Le rimmel de Miguel Michellini avait coulé sur ses paupières, qui clignèrent en voyant le soleil du soir entre les branches. Del Piro se contracta sur son fauteuil : ils l’avaient détaché .
— Putain, mais qu’est-ce que vous foutez ?! les rabroua-t-il en se contorsionnant.
— Ha, ha, ha !
Le Toro riait au visage du travesti. Le pauvre chou avait beaucoup pleuré quand il l’avait astiqué : le Picador n’avait pas daigné mettre la main à la pâte, laissant la femmelette à son compère qui, de fait, s’était régalé — sa robe de mariage était encore pleine de sang.
— Allez, ma mignonne, postillonna le Toro, viens jouer avec nous !

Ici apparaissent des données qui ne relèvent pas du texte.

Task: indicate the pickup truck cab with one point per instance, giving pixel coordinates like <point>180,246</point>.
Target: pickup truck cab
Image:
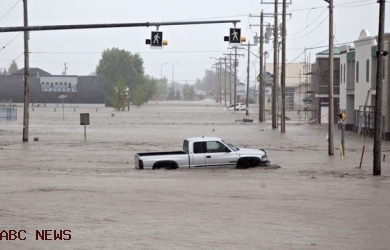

Ils soulevèrent le pantin et l’assirent lourdement sur la chaise. Miguel gémit de douleur, s’accrocha au rebord de la table. Ses tortionnaires lui rappelaient ces varans de Komodo qui dévoraient leur proie vivante, en meute, ces bêtes immondes dont les morsures empoisonnaient le sang de leurs victimes, dès lors condamnées. Les monstres. Ils avaient gardé sa figure intacte pour le maquiller — un travesti, c’était un peu comme une Barbie ! — et, pour rire, l’avaient barbouillé de matière fécale. Elle avait séché sur les joues creusées du gringalet, livide.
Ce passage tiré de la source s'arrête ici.